Boric acid is also used to control heat generation in compositions containing peroxyacids such as DPDDA. It is also used as an agent. This peroxyacid reaches extremely low temperature limits If allowed to decompose in the absence of exotherm control agents, the tendency to decompose in an uncontrolled manner It is necessary to protect against However, the peroxyacid of the present invention Due to the safe nature of these selected imidoperoxy acids, such No protection needed.

Other suitable inorganic diluents include alkali metal carbonates/bicarbonates, the mineral acids mentioned above. aluminum salts, as well as natural or synthetic aluminosilicates such as zeolites. A, X and Y (often of the sodium type) or swelling eg bentonite, or layered silicates (eg European Patent Publication No. 0) 337217)). Many of the diluents are washed It also plays the role of virgoo in the composition and is therefore useful when used in bleaching compositions. each performs a known function, such as reducing hardness or forming a colloidal solution. It is clear that it can be done. Using the bleaching composition as a polishing agent If at least a portion of the diluent is intended, preferably at least half of the diluent is Abrasive powder materials such as silica, quartz, marble dust, or diatomaceous earth so that

Another slightly different class of suitable inorganic diluents include alkali metal or alkali diluents. Lithium metal halides, especially chlorides and/or bromides, especially sodium chloride sodium bromide, or a mixture of the two. This kind of rare By using a diluent as at least part of the diluent, the composition May generate halides such as chlorine or bromine in the solution during use. This halide complements the bleaching/sterilizing effect of the imidoperoxyacid of the present invention. can be done.
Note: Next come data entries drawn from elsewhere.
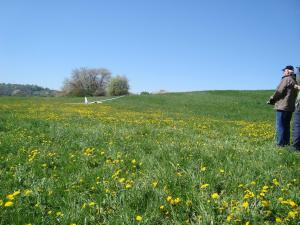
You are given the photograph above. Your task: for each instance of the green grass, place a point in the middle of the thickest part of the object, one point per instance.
(146, 156)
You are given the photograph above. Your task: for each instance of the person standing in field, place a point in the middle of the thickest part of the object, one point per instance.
(296, 124)
(284, 100)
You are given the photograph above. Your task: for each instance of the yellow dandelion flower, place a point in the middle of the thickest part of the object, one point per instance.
(215, 196)
(92, 204)
(204, 186)
(154, 184)
(275, 182)
(292, 214)
(8, 204)
(177, 200)
(16, 193)
(229, 217)
(189, 203)
(138, 218)
(245, 205)
(27, 192)
(169, 198)
(10, 197)
(265, 203)
(59, 214)
(121, 180)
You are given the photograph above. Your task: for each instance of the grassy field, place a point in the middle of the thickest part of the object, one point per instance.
(182, 158)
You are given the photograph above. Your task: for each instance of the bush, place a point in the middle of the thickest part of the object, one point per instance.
(118, 86)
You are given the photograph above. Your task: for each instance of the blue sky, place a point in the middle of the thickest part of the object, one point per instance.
(174, 45)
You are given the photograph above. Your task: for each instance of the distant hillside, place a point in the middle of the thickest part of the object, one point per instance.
(25, 90)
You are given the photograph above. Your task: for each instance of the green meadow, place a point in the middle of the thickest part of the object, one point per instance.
(177, 158)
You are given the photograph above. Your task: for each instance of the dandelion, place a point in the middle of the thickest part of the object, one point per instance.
(189, 203)
(245, 205)
(121, 180)
(138, 218)
(204, 186)
(215, 196)
(229, 217)
(10, 197)
(92, 204)
(8, 204)
(169, 198)
(154, 184)
(265, 203)
(177, 200)
(292, 214)
(59, 214)
(275, 182)
(202, 168)
(27, 192)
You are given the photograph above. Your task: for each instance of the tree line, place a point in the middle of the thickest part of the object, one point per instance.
(24, 90)
(83, 82)
(95, 82)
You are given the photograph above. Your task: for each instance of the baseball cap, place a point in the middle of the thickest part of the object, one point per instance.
(289, 67)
The diluent is preferably a solid persalt or an inorganic persulfate that generates hydrogen peroxide. or in an amount up to 50 wt% of the composition. Here, "persalt j" The term primarily refers to alkali metal perborates, percarbonates, and superphosphates, In particular, the sodium salt, depending on the pH of the solution, hydrogen peroxide or Hoo-anion. Hydrogen peroxide adducts that generate hydrogen in situ and also contain other hydrogen peroxide adducts that act similarly. of. Preferred persalts include sodium perborate hydrate or There is tetrahydrate and sodium percarbonate. Persalts include urea and related compounds. adducts containing certain aluminosilicates, and alkali/alkali Contains addition compounds including earth metal sulfates/chlorides in specific proportions. easily understood The persalt is used as a diluent, e.g. at least 10% of the composition, so that This allows the assembly to be maintained over the entire temperature range from room temperature to approximately 100°C. compositions can be made effective.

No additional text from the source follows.